The evidence before the ZBA was that respondents live at Ashokan Dreams. Once their children moved out of the residence, they expanded the number of guest rooms to three. Ashokan Dreams is marketed as both a bed and breakfast and a wedding venue. Lodging on and use of the property is available year-round, but weddings are offered on a limited basis and only during the warmer months — in spring through fall. As this evidence provides a rational basis for characterizing the weddings as an accessory use to the principal use as an owner-occupied bed and breakfast, we decline to disturb the ZBA's determination (compare Matter of Lavender v Zoning Bd. of Appeals of the Town of Bolton, 141 AD3d at 972-973).
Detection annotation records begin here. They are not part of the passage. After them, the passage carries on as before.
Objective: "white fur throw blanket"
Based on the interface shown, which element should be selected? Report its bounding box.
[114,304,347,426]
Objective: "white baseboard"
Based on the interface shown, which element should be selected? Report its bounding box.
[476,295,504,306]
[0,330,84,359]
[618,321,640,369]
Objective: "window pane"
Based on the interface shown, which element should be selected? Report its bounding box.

Finally, we find that the ZBA was authorized to require respondents to seek site plan review for the accessory use. Notably, section 155-17 of the Town Code requires site plan review and approval by the Planning Board for all principal uses — a requirement that necessarily should attend to an approved accessory use. Although originally the bed and breakfast use was approved without conditions, the Town Code imposes a duty on the ZBA to impose "conditions and safeguards as may be required to protect the public health, safety, morals and general welfare" (Town Code of Town of Olive § 155-38). In our view, the ZBA reasonably imposed a site plan as a condition of continued accessory use. At oral argument, respondents' counsel confirmed that, as a result of such review, they are permitted to hold four weddings a year, with a maximum of 75 guests at each event.

Garry, P.J., McCarthy, Egan Jr. and Devine, JJ., concur.

ORDERED that the judgment is affirmed, with costs.